Parrot blog

Neural Network Learns a Half-Circle

Theories truly come alive when we apply them to real world problems. The greater the scale and complexity of a challenge, the more engaging and demanding it becomes. On the other hand, tackling simpler problems with newly acquired tools often makes the learning process smoother and more intuitive.

I am talking about my recent progress in understanding of neural networks. I believe it is time to experiment and enhance my understanding of the topic. For that I am considering a simple problem, one that has been solved for centuries. Given a point P on the XY-plane, how can we determine whether it lies on a circle centered at the origin (0, 0) with radius r?

For anyone familiar with basic geometry, this is a straightforward nonlinear problem. A circle with radius r and centered at the origin can be described by the following equation.

\[x^2 + y^2 = r^2\]

This can be written as a bivariable function of x and y.

\[F(x,y) = x^2 + y^2 - r^2\]

Therefore, if a given point satisfies the equation, or if the function \(F(x, y)\) returns zero for point \(P\) then the point lies exactly on the circle. For any point outside the circle, \(F(x, y)\) yields a positive value; for points inside the circle, it returns a negative value. Simple math, isn't it?

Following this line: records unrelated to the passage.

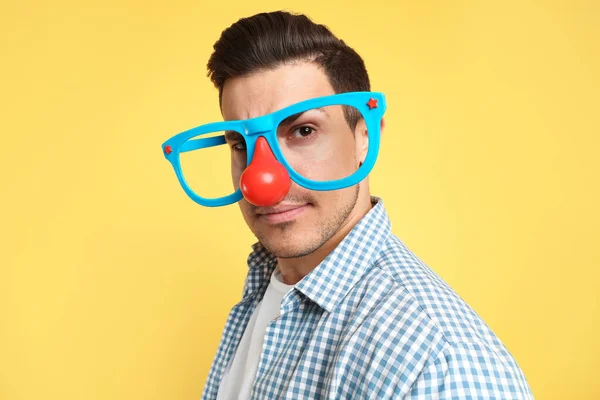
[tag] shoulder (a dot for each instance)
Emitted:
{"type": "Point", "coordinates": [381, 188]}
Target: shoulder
{"type": "Point", "coordinates": [412, 330]}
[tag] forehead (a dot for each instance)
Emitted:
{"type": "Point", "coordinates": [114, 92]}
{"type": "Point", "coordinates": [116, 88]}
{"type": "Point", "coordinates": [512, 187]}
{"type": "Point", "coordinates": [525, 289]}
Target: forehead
{"type": "Point", "coordinates": [265, 91]}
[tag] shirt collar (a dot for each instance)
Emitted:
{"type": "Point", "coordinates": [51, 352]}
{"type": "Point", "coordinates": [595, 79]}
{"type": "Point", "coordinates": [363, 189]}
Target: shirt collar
{"type": "Point", "coordinates": [335, 276]}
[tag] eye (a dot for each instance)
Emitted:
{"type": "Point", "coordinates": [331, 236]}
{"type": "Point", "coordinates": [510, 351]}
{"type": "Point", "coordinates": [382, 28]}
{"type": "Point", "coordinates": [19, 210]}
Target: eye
{"type": "Point", "coordinates": [302, 131]}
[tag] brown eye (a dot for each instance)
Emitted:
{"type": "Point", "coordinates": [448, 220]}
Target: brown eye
{"type": "Point", "coordinates": [303, 131]}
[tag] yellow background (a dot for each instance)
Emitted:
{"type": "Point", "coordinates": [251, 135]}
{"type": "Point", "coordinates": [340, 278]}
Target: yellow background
{"type": "Point", "coordinates": [114, 285]}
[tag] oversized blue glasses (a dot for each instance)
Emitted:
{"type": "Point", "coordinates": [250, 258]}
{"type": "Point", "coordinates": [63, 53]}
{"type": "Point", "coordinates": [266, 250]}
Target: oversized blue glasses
{"type": "Point", "coordinates": [309, 142]}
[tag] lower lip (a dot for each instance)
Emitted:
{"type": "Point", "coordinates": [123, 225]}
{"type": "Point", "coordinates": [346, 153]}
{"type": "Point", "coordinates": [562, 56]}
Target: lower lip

Now, let's set aside the geometric equation of the circle. Suppose we're only given a set of points, some of which lie on the circle, and some don't. Our goal is to build a model that can learn to distinguish whether they lie on the circle or not. In simple terms, we want to train a neural network using the labeled data, so that it can predict whether a new point \(P\) lies on the circle or not.

If you're familiar with the Universal Approximation Theorem, you'll know that a neural network with a single hidden layer and a non-linear activation function can approximate any continuous, non-linear function within a specific range. This means that, in theory, our model should be capable of learning the boundary of the circle from the training data.

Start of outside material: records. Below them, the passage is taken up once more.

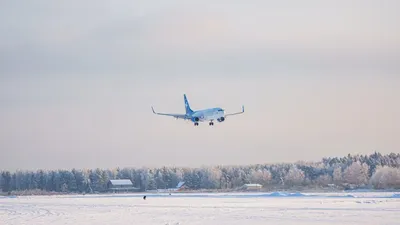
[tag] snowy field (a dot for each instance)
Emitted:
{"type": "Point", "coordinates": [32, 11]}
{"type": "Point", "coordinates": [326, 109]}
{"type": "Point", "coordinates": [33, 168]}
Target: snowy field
{"type": "Point", "coordinates": [205, 209]}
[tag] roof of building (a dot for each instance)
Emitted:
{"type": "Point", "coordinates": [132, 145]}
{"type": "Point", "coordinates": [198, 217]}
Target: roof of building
{"type": "Point", "coordinates": [121, 182]}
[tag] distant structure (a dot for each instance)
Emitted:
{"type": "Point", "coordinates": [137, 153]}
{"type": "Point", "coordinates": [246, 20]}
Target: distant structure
{"type": "Point", "coordinates": [252, 187]}
{"type": "Point", "coordinates": [122, 185]}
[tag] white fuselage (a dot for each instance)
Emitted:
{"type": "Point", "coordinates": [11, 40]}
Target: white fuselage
{"type": "Point", "coordinates": [209, 114]}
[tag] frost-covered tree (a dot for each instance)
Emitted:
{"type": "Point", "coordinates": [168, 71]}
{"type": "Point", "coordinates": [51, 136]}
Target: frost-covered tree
{"type": "Point", "coordinates": [260, 176]}
{"type": "Point", "coordinates": [324, 180]}
{"type": "Point", "coordinates": [337, 175]}
{"type": "Point", "coordinates": [294, 176]}
{"type": "Point", "coordinates": [356, 174]}
{"type": "Point", "coordinates": [386, 177]}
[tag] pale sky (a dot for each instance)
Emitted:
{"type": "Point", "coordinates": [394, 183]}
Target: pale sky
{"type": "Point", "coordinates": [78, 78]}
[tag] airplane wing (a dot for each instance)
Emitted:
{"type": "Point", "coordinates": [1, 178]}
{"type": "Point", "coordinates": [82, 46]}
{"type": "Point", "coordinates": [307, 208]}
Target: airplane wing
{"type": "Point", "coordinates": [232, 114]}
{"type": "Point", "coordinates": [177, 116]}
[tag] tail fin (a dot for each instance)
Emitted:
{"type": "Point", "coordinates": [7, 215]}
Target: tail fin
{"type": "Point", "coordinates": [187, 106]}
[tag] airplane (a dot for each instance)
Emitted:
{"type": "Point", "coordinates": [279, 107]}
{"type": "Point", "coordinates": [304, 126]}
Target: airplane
{"type": "Point", "coordinates": [204, 115]}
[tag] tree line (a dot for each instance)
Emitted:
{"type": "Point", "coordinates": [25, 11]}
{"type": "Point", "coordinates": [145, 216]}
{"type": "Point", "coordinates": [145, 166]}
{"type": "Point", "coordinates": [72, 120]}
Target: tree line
{"type": "Point", "coordinates": [352, 171]}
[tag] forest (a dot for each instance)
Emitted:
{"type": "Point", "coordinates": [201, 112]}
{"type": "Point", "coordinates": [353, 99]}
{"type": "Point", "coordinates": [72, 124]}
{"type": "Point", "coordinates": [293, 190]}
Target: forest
{"type": "Point", "coordinates": [374, 171]}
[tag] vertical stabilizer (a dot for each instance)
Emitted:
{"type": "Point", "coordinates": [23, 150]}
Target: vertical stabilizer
{"type": "Point", "coordinates": [187, 106]}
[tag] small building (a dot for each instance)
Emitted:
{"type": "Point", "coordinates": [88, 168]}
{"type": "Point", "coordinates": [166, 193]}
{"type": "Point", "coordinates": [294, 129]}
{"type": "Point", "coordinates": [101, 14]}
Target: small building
{"type": "Point", "coordinates": [252, 187]}
{"type": "Point", "coordinates": [121, 185]}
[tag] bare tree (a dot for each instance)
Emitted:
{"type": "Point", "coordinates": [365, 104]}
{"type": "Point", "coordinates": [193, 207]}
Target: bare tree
{"type": "Point", "coordinates": [356, 174]}
{"type": "Point", "coordinates": [386, 177]}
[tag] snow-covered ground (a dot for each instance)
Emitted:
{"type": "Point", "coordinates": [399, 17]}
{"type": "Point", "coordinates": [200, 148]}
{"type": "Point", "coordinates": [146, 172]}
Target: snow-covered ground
{"type": "Point", "coordinates": [205, 209]}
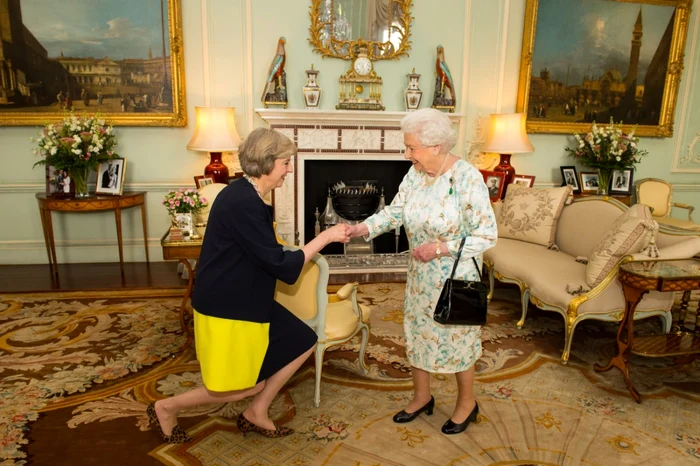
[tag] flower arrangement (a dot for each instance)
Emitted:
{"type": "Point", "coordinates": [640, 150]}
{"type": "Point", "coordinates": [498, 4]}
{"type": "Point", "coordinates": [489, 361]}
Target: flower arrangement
{"type": "Point", "coordinates": [184, 201]}
{"type": "Point", "coordinates": [607, 148]}
{"type": "Point", "coordinates": [76, 142]}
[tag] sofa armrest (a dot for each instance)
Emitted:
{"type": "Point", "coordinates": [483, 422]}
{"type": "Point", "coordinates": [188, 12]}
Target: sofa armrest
{"type": "Point", "coordinates": [683, 250]}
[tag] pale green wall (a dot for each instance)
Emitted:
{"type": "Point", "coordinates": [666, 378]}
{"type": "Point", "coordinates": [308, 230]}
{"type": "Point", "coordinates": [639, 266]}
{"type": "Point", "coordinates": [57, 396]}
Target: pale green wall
{"type": "Point", "coordinates": [482, 40]}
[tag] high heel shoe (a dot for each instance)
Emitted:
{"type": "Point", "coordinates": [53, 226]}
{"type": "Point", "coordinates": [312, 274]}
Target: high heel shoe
{"type": "Point", "coordinates": [177, 435]}
{"type": "Point", "coordinates": [245, 426]}
{"type": "Point", "coordinates": [402, 416]}
{"type": "Point", "coordinates": [450, 427]}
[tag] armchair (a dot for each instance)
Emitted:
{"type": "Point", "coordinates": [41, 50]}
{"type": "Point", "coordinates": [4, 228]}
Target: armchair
{"type": "Point", "coordinates": [335, 319]}
{"type": "Point", "coordinates": [657, 194]}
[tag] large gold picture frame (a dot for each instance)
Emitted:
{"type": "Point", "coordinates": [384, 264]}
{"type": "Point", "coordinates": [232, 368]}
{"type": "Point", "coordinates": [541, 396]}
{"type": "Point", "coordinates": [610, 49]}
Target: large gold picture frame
{"type": "Point", "coordinates": [124, 60]}
{"type": "Point", "coordinates": [592, 60]}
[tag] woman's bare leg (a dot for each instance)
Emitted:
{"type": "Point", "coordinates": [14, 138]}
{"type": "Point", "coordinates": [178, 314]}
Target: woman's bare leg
{"type": "Point", "coordinates": [257, 409]}
{"type": "Point", "coordinates": [465, 397]}
{"type": "Point", "coordinates": [167, 409]}
{"type": "Point", "coordinates": [421, 390]}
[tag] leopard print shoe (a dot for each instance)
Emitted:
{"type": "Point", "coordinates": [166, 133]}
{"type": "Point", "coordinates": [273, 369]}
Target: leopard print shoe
{"type": "Point", "coordinates": [177, 435]}
{"type": "Point", "coordinates": [245, 426]}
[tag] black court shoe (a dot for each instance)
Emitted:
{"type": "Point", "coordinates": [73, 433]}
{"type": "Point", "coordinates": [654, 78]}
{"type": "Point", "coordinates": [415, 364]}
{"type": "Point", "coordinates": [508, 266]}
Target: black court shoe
{"type": "Point", "coordinates": [403, 416]}
{"type": "Point", "coordinates": [450, 427]}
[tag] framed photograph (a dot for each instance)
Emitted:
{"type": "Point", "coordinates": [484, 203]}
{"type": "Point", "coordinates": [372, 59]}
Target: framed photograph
{"type": "Point", "coordinates": [127, 65]}
{"type": "Point", "coordinates": [494, 183]}
{"type": "Point", "coordinates": [59, 183]}
{"type": "Point", "coordinates": [201, 181]}
{"type": "Point", "coordinates": [621, 182]}
{"type": "Point", "coordinates": [570, 178]}
{"type": "Point", "coordinates": [110, 177]}
{"type": "Point", "coordinates": [524, 180]}
{"type": "Point", "coordinates": [589, 182]}
{"type": "Point", "coordinates": [593, 60]}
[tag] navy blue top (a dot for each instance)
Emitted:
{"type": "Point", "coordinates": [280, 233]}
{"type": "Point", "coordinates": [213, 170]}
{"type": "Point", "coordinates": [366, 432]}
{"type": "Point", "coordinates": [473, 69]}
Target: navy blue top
{"type": "Point", "coordinates": [241, 259]}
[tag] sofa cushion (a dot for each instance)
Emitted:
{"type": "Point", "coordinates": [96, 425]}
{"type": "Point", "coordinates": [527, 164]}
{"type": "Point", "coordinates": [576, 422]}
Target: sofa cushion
{"type": "Point", "coordinates": [547, 279]}
{"type": "Point", "coordinates": [531, 214]}
{"type": "Point", "coordinates": [631, 232]}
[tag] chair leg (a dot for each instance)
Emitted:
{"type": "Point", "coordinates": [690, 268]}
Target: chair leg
{"type": "Point", "coordinates": [363, 348]}
{"type": "Point", "coordinates": [570, 327]}
{"type": "Point", "coordinates": [320, 350]}
{"type": "Point", "coordinates": [524, 302]}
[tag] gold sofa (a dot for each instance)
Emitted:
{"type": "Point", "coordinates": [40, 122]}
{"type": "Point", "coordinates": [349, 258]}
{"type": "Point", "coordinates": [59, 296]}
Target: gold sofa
{"type": "Point", "coordinates": [546, 276]}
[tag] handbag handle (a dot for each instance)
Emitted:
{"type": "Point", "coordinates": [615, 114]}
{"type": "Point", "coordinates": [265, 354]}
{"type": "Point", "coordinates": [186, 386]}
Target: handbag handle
{"type": "Point", "coordinates": [459, 254]}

Therefore, let's try building a neural network to model the circle. Since a circle is continuous, bounded, and non-linear, it's a great candidate for approximation using a simple neural network with one hidden layer. To keep things simple, let's focus only on the upper half of the circle. There are two reasons for this choice. First, it saves us the effort of generating training data for the lower half. Second, it allows us to start with less precision near the boundary regions. Later, we can fine tune the network to improve accuracy at the edges.

From this point onward, I'll assume that the reader is comfortable with the basics of Python, neural networks, the PyTorch library, and NumPy. Without familiarity with these tools and concepts, the coming sections may be difficult to follow.

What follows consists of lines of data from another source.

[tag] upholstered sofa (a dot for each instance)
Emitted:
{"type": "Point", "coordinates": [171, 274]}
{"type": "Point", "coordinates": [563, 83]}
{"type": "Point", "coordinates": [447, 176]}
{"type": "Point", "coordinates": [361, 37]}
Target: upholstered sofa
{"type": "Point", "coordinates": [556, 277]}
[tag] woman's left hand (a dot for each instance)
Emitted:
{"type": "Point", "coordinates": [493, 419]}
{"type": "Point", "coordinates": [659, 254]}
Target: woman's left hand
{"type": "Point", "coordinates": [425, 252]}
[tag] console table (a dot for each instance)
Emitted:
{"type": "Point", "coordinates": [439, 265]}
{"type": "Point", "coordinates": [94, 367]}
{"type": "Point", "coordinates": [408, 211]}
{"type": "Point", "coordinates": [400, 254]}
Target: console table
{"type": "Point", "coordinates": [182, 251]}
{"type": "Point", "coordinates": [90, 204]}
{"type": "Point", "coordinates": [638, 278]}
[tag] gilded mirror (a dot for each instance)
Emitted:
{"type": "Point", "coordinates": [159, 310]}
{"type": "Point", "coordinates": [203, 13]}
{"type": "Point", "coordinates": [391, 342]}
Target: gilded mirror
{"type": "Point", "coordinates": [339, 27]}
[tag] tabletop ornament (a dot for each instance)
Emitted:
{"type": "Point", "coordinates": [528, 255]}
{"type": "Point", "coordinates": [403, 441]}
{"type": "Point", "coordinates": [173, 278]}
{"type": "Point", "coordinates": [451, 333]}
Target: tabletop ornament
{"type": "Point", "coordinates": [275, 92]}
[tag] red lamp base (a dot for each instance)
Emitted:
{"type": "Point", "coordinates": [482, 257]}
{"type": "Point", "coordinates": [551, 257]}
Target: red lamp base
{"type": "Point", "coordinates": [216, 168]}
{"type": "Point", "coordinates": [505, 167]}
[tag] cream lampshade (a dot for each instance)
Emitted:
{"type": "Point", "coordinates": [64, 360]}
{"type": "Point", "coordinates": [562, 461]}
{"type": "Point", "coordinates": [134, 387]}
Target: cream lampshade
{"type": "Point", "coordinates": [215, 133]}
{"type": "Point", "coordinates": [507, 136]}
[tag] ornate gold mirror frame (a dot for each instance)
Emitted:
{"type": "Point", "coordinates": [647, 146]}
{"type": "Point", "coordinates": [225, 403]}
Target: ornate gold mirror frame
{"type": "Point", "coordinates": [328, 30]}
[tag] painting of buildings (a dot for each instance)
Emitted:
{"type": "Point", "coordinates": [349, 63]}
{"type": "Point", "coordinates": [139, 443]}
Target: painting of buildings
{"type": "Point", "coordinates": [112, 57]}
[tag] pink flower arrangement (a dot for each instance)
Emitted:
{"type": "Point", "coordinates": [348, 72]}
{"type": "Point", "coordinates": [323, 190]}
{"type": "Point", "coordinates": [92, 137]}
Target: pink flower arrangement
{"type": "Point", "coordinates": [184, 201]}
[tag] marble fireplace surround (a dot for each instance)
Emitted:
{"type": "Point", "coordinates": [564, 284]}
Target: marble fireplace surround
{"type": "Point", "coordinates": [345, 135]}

You can find all the code used in this post in this notebook

Preparing the training data

The first step in any neural network problem is preparing the training data. Let's begin by defining a few parameters for generating this data. Let's consider points that are very close to the half-circle as being on the half-circle. In other words, we'll add a bit of noise to simulate real world conditions where data is rarely perfect or exact.

N = 1000       # number of points
radius = 5     # radius of the circle that we want to model
epsilon = 0.1  # a threshold distance from the curve

let's generate \(x, y\) coordinates

xs = np.linspace(-radius, radius, N)
ys_original = np.sqrt(25 - xs**2)

Let's plot these points to visualize our half circle.

plt.scatter(xs, ys_original)

Half Circle

Since we're using a scatter plot, the circle appears as a thick line. Also, note that there are fewer points near the boundaries, which may affect the model's accuracy in those regions.

Now let's generate some notice and add noise to the ys_original so that points scatter around the half-circle.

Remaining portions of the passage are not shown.